Interesting Poker Facts For Poker Players Who Wants To Know More
There are many interesting Poker facts surrounding the game. For a new player, it may be a nice break from trying to learn all the rules and may just even add a bit of spice to the on going proceedings.
A lot of Poker players are happily unaware of the origins of where the word Poker came from. In fact going back to the 16th century, it’s meaning was that of a metal rod!
When it comes to where the game’s name actually came from, the French say it was from a card game that was played in France many years ago called ‘Poque’, however the German’s heavily dispute this saying that both Poker and Poque emanated from the German card game called ‘Pochen’.

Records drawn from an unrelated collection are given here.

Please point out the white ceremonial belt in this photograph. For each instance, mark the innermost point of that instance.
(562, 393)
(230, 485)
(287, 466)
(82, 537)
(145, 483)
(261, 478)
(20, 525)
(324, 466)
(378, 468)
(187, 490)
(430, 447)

In 1429, when Christopher Columbus arrived on these shores, it is recorded that Columbus and his men entertained themselves by playing the first ever game of Poker. They drew pictures on some large leaves and presumably used these for cards. Perhaps this is where the saying ‘necessity is the mother of invention’ came from!
Now that the game has travelled the world, it appears that each country has it’s own version and there are now around 125 variants of Poker, currently in existence.
In terms of TV Ratings for sports and games, Poker comes third after Football and Car Racing.
In the United States over a quarter of the population play Poker, be it sporadically or frequently. In addition, one out of every three games is played for real money.
The chances of being dealt the very same cards twice in a lifetime is in excess of one in two and a half million, even if one played the game 20 times a day, they’d have to have discovered the fountain of eternal youth for this to occur!
Among the interesting Poker facts on record is that many a game has been played at The White House. Almost 20 U.S. Presidents regularly played the game including Warren G. Harding, Dwight Eisenhower and the infamous Richard Nixon. Nixon would frequently make reference to his Poker skills in his campaign endorsements. During his first 60 days in the Navy, he took $6,000 off his crew mates. Adding this to additional prize money he had previously accrued, he was able to finance his successful campaign in 1946!